When I woke in the morning, I took my daily walk to the gate with the dog. There were branches, twigs and leaves strewn all over the driveway and lawn as testament to the overnight storm.  A couple of days later I went cycling on one of my favourite trails, to find the route occasionally blocked with fallen trees.  The storm had passed, but it had left some fall-out.  And so it is with all storms: eventually they pass, but often they leave behind some damage, if not devastation.  

Last week I wrote about finding calm in the midst of the storms which pass through our lives from time too time.  The storms are all too often self-inflicted by our minds' and bodies' response to outside stimuli. In fact, the storms largely comprise of our inner angst, our anger, fear and disconnection.  Everything else is just circumstance.

We learn that, at the centre of a cyclone lies the eye, a place of calm and relative peace.  I want to suggest that that same place exists at the centre of our own storms.  We call it the "I". 

A teacher of ours in the '80's and '90's, the late Dr Jean Klein, said that we are not our bodies, we are not our thoughts, nor our feelings and emotions. If that is so, then we are not the storm, nor part of it, even if our minds create it.  The still place within us lies beneath the havoc of the storm, and the fall-out only happens if we permit it to do so.  The fall-out occurs when we link the outside circumstance to our own state of self-image, self-esteem and so on.

Our "I am" state is rather a state of consciousness, a state of connection with all things.  So long as we remain connected with ourselves, others and Life, we can manage the fall-out from the storm.

Finding the "I" in the storm requires a letting go of all demands that things should be different (that is, that the outside circumstances shouldn't be happening).  It requires us not to judge or blame others (including Life or God) for setting these circumstances on us: it is simply a letting go of the blame, letting go of the resentment and forgiving whoever or whatever may be the object of that resentment.  In order to find the "I", we are invoked to explore the possibilities being offered by the circumstances of the storm: the possibility of a clean start, of clearing out dead wood, of accessing the higher and most noble parts of ourselves, of maintaining our personal integrity and so on.

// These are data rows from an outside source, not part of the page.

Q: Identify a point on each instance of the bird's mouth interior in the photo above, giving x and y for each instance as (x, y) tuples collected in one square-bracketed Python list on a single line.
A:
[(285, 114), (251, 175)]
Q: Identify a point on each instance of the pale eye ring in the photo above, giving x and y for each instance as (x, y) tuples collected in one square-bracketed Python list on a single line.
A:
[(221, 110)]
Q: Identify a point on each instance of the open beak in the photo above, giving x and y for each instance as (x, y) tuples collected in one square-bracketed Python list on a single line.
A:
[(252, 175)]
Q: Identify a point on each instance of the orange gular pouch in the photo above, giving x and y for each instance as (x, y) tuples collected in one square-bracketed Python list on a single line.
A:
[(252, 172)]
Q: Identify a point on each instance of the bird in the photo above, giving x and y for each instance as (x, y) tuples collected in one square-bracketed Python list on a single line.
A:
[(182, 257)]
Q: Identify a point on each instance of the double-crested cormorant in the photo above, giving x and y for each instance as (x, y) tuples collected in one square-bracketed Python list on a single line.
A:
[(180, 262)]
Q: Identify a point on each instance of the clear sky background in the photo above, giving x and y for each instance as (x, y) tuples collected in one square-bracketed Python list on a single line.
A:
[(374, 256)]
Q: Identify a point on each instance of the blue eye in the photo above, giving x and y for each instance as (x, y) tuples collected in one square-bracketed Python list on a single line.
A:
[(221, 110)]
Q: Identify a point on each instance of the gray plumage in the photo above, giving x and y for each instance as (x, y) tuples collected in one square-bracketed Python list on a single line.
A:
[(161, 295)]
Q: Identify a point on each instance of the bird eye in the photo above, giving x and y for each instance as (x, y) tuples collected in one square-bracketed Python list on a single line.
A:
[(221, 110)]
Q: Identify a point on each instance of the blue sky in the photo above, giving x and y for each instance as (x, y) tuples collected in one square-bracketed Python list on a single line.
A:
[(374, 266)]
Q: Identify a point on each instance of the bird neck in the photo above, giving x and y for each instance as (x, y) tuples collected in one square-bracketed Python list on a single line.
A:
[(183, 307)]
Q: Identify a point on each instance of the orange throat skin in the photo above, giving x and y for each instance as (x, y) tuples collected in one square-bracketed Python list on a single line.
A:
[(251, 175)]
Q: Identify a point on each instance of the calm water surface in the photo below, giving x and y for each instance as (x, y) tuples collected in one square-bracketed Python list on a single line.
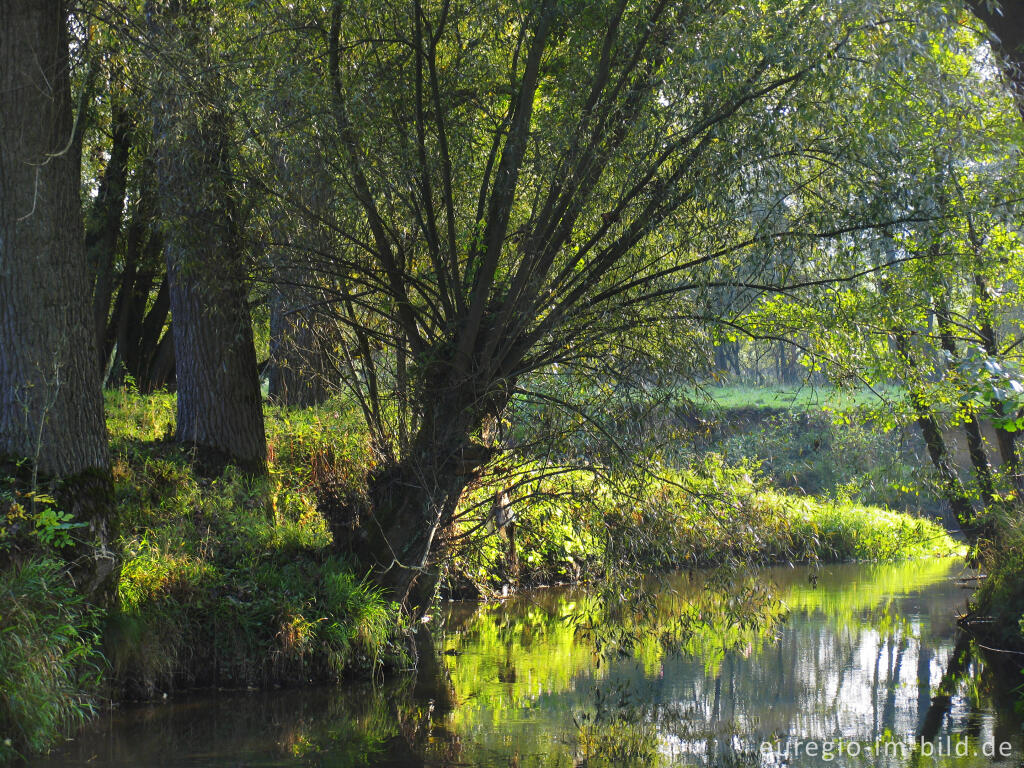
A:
[(846, 665)]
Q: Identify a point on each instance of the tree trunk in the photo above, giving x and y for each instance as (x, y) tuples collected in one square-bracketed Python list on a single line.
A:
[(219, 402), (972, 428), (298, 369), (103, 226), (952, 488), (51, 410), (412, 502), (1007, 440)]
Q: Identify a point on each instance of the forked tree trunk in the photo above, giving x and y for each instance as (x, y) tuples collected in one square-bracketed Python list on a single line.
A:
[(219, 402), (51, 410), (400, 538)]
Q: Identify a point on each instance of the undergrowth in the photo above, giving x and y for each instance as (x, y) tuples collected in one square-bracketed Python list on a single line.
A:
[(570, 524), (49, 656), (229, 582)]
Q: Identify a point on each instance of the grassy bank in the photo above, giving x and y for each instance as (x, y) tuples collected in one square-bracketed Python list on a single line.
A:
[(572, 523), (231, 583)]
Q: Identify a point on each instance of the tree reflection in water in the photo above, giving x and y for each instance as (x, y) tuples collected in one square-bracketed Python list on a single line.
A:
[(699, 674)]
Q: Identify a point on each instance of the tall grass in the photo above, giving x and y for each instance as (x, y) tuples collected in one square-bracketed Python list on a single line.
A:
[(230, 581), (49, 656)]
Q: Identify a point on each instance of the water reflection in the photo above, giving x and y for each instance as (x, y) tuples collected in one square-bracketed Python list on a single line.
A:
[(858, 653)]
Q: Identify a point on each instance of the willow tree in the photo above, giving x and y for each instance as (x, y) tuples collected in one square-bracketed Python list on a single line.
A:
[(515, 187), (219, 407)]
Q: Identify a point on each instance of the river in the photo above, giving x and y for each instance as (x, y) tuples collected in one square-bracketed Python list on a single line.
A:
[(844, 664)]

Letting go of ideas, judgements, expectations, demands and resentments that we insist on hanging onto can be more than challenging, especially when we insist we are right.  In hanging on like that, however, all we are doing is pandering to the ego's demands and that keeps us from accessing the conscious place of the "I".  

There are many tools and techniques for coming to stillness: meditation each day, positive affirmations and so on, but for me the greatest gift we have is that of our gratitude.  So long as we can express gratitude each dayunconditionally, for ALL that is in our lives, how is it possible then simultaneously to feel and express anger and resentment about what is in our lives?  Gratitude seems to me also to be a way of accessing our courage and transcending fear, which after all is the piece that makes us scared when the outside circumstances enter our lives.

So try saying thank you to Life each day for whatever it has delivered to you.  You may not immediately recognise its gifts, but you will.  

And when you do, you will find yourself in the tranquil "I" of the storm.